I think one of the challenges is that teachers, and research supports this, in a given classroom, there's a wide range of proficiency and a wide range of needs, and teachers have ... We were talking about student-centered education and instructions. Teachers, if that is there, motivation and goal to teach in a way that centers the child, they have to do what across a classroom of 25, 30 children. And so I believe what educators need more and more are technological solutions to help them not only differentiate their instruction but also ensure that every child has what they need to progress at their own pace, to master content, and so that's one thing, technological solutions. I think another is professional development. I think educators need continued targeted professional development to help them ... professional development that is aligned with their goals and professional development that also incorporates those technological solutions that I mentioned.

I believe that if we're going to address this problem on a large scale, all of these stakeholders, parents or families, students, educators, school leaders, policy leaders, researchers, you got to get in the same room and start having conversations about the elephant in the room. And there has to be an equal voice in terms of what solutions are going to be the most appropriate for which population of students. And so I think one of the first steps that we can do is to bring key stakeholders together and ensure, empower each stakeholder's voice in, one, calling attention to calling out the elephant in the room and then bringing forward some very practical solutions and how we might be able to address the elephant in the room. Companies like Learning A-Z can continue to offer technological solutions that help educators to support their students in those foundational skills that they might be missing and do it in a way that's fun, interactive, engaging and that it doesn't segregate the student from the learning that's taking place in the classroom, but this very much is integrated in the overall classroom instruction and then supporting educators in that process, making sure the educators have the professional development resources necessary to implement technological solutions like that, that they have colleagues that they can call upon to help them think through certain implementation challenges with their students.
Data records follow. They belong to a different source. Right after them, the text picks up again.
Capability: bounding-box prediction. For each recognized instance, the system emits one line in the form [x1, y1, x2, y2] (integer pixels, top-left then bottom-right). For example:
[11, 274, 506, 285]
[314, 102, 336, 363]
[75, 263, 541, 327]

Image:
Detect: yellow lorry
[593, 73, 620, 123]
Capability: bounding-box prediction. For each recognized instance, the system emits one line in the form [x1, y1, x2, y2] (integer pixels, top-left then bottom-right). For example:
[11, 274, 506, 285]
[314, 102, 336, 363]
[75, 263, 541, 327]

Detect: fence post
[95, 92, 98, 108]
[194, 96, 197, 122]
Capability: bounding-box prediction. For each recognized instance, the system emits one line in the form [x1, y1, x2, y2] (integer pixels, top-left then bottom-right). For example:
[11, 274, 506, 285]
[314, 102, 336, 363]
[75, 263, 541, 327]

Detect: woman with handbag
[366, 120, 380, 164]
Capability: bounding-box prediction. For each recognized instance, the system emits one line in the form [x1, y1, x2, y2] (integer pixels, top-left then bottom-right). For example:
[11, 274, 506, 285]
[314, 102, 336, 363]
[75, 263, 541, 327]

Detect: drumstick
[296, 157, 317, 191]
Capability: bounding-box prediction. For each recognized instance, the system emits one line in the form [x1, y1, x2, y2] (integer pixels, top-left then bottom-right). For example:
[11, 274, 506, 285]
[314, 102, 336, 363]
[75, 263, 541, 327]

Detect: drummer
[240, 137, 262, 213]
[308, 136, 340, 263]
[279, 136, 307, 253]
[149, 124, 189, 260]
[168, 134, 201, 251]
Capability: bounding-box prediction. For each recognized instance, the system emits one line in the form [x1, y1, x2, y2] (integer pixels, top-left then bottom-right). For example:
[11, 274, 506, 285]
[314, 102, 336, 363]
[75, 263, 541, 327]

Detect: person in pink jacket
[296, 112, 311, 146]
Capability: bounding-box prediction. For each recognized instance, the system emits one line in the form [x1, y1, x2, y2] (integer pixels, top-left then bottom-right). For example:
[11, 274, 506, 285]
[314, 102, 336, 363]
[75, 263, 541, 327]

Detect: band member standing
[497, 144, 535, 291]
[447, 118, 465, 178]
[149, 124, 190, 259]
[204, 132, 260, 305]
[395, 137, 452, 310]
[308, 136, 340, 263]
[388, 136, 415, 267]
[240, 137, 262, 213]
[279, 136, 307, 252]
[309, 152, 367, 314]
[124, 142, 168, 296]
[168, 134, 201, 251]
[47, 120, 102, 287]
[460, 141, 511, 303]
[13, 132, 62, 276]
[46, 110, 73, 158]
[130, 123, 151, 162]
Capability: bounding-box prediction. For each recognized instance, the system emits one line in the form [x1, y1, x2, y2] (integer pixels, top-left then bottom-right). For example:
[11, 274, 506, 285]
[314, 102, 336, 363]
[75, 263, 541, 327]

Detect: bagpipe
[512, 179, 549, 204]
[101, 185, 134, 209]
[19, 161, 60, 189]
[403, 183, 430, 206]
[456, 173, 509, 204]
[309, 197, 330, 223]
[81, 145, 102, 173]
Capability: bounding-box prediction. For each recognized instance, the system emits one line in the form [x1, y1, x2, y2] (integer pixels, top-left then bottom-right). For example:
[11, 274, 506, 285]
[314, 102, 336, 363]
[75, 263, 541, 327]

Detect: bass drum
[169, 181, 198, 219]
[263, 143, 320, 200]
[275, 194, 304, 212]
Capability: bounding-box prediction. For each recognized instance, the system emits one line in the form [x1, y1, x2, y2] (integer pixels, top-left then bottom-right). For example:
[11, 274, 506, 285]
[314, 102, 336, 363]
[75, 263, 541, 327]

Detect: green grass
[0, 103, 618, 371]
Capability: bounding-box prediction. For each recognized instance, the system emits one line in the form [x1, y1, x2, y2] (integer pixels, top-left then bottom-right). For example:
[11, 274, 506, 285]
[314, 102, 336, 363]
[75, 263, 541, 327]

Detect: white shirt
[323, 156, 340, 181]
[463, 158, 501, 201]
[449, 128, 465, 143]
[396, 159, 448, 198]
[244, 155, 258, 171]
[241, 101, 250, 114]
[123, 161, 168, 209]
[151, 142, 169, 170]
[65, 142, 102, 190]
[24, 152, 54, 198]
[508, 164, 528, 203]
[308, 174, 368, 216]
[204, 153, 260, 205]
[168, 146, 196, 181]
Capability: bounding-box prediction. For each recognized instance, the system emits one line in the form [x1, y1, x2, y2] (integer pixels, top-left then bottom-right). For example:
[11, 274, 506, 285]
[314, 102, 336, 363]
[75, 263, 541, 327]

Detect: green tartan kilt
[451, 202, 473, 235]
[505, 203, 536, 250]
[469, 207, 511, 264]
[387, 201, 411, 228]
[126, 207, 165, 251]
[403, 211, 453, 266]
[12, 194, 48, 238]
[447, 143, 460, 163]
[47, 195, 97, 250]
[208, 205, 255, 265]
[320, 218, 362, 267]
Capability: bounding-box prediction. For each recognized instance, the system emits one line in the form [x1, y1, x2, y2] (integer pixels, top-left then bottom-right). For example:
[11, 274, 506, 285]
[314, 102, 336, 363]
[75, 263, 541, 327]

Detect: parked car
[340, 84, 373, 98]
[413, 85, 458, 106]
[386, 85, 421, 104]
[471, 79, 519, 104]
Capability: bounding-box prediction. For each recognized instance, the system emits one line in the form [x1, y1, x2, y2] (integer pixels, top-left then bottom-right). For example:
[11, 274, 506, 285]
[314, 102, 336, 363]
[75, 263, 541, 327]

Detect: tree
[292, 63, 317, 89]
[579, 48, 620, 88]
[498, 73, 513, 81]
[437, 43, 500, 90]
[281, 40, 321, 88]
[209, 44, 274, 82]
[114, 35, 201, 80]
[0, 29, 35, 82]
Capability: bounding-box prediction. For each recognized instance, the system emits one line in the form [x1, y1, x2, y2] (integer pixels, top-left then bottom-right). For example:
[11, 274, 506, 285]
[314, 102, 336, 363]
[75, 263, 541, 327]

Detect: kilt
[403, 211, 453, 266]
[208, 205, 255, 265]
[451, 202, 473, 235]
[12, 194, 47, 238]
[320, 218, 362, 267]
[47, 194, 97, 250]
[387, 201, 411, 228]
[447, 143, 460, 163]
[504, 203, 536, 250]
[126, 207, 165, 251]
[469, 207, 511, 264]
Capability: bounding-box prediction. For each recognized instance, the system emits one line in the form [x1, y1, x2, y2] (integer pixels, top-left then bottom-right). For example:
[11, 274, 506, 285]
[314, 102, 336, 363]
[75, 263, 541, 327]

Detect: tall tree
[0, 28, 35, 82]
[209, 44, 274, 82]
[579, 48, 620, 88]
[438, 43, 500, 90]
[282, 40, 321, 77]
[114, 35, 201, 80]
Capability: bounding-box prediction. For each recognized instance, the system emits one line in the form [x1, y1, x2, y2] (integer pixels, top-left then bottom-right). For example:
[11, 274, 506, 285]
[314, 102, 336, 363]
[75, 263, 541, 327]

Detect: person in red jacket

I think it's going to take time, one, to shift how we educate students, particularly in the area of literacy, and then it's going to take time to realize any significant shifts in student outcomes, but we have to start, right? We have to have those conversations. We have to make those instructional shifts. We have to make those structural changes to support what happens at the classroom level. We have to have the technology available that is student-centered and educator-friendly. We have to have all these components in place. We have to have families who are engaged, whom have resources and tools at their fingertips as well to support their students at home. We have to have all of these parts at play in order to eventually see what we're hoping to see in terms of increased literacy, not just overall but especially within student subgroups, within Black and Latinx student subgroups in particular. Overall, I'm extremely passionate about ensuring that every child has an equitable and inclusive learning experience. I am passionate about ensuring that Black and Brown students can excel academically as well as socially and emotionally.